The PET survey also found that there are a range of reasons that contribute to young people leaving before completing Year 12 and for half of young people who left there are multiple reasons. ‘Push’ factors, which generally result in more negative outcomes post-school include:

  • Not liking school (32 per cent)
  • Health or mental health issues (31 per cent)
  • Not doing well or missing a lot of school (28 per cent)
  • Having problems with students or teachers or being asked to leave (17 per cent)
  • Being bullied at school (13 per cent)

These students were more likely to not be in work or study post school or be in more unskilled roles, with limited opportunities for career progression. Students who left early due to ‘pull’ factors had much better outcomes. Pull factors include:

  • Wanted to get a job/apprenticeship/traineeship (31 per cent)
  • Wanted to do training or other course (16 per cent) For these young people, just under half were in more highly skilled roles that have better career outcomes.

“For students who feel ‘pushed’ out of school, the same factors that see them leave can follow them throughout their post-school transitions. If we want to see positive outcomes for all students, we must strengthen supports in school,” Ms Hampshire said.
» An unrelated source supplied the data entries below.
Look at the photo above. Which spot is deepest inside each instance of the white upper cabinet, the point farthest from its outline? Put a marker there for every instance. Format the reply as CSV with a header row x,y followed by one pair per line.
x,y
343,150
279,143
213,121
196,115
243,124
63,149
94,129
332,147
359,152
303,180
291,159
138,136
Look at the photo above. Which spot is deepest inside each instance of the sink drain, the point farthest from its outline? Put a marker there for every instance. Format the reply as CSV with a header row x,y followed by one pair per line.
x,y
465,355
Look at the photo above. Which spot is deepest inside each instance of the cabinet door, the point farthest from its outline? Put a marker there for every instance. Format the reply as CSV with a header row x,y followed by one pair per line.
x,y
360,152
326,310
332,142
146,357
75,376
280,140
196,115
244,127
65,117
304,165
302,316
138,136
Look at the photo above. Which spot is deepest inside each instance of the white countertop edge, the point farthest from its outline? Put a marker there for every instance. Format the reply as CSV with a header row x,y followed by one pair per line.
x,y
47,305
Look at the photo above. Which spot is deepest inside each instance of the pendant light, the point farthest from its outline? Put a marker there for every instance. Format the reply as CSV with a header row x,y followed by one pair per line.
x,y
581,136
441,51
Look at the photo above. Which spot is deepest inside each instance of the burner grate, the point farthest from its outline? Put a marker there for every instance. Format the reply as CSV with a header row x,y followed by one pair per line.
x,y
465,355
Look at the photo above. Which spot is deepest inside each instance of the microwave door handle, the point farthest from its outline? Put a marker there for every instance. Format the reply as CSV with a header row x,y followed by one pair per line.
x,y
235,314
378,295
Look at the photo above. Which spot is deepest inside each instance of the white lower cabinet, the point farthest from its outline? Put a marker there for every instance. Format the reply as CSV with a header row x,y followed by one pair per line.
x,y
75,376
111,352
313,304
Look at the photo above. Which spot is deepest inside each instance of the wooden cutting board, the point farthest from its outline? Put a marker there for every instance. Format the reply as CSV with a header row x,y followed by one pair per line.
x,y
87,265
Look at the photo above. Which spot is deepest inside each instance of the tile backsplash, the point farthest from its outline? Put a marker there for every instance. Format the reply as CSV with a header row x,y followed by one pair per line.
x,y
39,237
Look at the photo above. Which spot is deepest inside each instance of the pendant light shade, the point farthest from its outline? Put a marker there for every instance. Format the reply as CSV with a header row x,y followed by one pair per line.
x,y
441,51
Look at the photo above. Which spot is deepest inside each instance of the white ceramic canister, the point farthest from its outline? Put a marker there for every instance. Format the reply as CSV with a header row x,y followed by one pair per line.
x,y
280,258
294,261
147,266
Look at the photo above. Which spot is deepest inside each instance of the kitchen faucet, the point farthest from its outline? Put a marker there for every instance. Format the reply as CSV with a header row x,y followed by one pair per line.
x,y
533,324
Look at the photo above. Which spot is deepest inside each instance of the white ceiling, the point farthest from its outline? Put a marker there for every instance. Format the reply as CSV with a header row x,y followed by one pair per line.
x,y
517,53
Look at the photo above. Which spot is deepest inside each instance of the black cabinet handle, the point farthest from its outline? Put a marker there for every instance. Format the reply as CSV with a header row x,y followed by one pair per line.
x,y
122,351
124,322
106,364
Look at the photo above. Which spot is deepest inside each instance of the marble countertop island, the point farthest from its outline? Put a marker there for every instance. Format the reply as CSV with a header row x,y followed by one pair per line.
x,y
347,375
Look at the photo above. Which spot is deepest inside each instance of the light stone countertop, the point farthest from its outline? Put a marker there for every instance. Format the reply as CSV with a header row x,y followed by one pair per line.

Based on the findings in this research, The Smith Family said it wants to see:

  • Continuous monitoring of warning signs throughout school to identify young people at elevated risk of early school leaving.
  • Providing students experiencing these challenges with more individualised support while at school to strengthen school engagement and completion.
  • Increased provision of individualised career advice and support throughout the secondary years, with a focus on delivering supports which help young people articulate their post-school plans and the steps required to achieve this plan.
  • Increased support and information to parents and carers regarding school completion and how they can support their children’s post-school pathways.
  • Increased provision of appropriate and accessible support in and outside of school for young people experiencing mental health issues.

“We have a tremendous opportunity now to make changes, through the National School Reform Agreement, to ensure that no young person is left behind,” Ms Hampshire said.

“We need to get post-school transitions right, not just for this generation, but for generations to come. If more young people can find a pathway to post-school work or study, it’s not just good for them, but for their communities, the economy, and Australia as a whole.”